ALL IN Crypto AI (2) In-depth Analysis of Key Subfields of Crypto AI
1. Decentralized Computing: Training, Inference, and GPU Market
(1) Importance of Decentralized Computing
Decentralized computing is a key foundation for the development of crypto artificial intelligence, providing the necessary computing resources for training and inference. Its decentralized nature helps to break the monopoly of traditional computing resources, improve the utilization efficiency and flexibility of computing resources, and enhance the system's resistance to censorship.
(2) GPU Market
Market Landscape and Potential
Currently, the GPU market shows a unique development trend in the field of crypto artificial intelligence. On one hand, there are centralized GPU leasing platforms, but they face numerous problems such as a lack of innovative incentive mechanisms, opaque pricing, and limited regional services. On the other hand, a decentralized GPU market is emerging, which can integrate idle GPU resources globally and is expected to provide users with more cost-effective computing services.
Challenges and Solutions
Despite the huge total idle GPU computing power, the actual utilization rate is low, facing the challenge of supply-demand matching. Some decentralized GPU market projects attract GPU providers through innovative token incentive mechanisms, while using smart contracts to achieve automated trading and resource allocation, improving market transparency and efficiency. However, ensuring the quality, stability, and data security of GPU computing power remains urgent issues to be addressed.
(3) Decentralized Training
Current Status and Advantages
Decentralized training is still in its early development stage but has shown great potential. It allows different nodes to participate in the model training process, accelerating the training process through distributed computing, and can utilize diverse data sources to enhance the model's generalization ability. Furthermore, decentralized training can reduce reliance on a single data center, enhancing the robustness of the system.

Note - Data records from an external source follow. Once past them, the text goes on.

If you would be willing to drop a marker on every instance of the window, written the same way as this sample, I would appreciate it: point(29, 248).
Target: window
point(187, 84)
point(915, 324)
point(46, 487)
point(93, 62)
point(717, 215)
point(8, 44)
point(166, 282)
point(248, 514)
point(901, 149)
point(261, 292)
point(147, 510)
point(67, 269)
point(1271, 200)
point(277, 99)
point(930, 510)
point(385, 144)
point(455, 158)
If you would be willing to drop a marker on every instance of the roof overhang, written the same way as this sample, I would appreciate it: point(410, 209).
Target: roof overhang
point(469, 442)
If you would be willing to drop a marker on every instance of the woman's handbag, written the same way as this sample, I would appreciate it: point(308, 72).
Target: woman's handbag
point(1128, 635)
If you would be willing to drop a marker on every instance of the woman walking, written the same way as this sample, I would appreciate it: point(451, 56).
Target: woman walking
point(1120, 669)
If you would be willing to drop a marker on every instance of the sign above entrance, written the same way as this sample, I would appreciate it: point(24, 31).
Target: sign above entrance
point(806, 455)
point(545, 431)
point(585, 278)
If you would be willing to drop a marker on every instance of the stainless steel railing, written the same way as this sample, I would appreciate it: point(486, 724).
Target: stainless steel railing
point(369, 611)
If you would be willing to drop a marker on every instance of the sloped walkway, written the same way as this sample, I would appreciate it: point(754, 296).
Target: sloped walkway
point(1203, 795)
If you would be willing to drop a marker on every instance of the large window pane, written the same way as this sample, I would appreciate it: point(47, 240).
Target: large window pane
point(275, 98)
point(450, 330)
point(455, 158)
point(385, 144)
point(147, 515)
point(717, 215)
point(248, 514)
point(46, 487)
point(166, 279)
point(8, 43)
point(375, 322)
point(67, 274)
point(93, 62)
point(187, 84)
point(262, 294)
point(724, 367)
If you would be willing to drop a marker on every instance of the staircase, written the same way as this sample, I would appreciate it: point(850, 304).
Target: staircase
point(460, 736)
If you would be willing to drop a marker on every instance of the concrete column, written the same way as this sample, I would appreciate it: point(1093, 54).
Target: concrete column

Technical Challenges and Development Trends
Achieving efficient decentralized training faces many technical challenges, such as data synchronization, model aggregation, and communication overhead. Currently, some projects are exploring solutions based on blockchain technology, leveraging its distributed ledger and encryption features to ensure the security and traceability of the training process. In the future, as technology continues to advance, decentralized training is expected to play a more important role in handling large-scale complex models.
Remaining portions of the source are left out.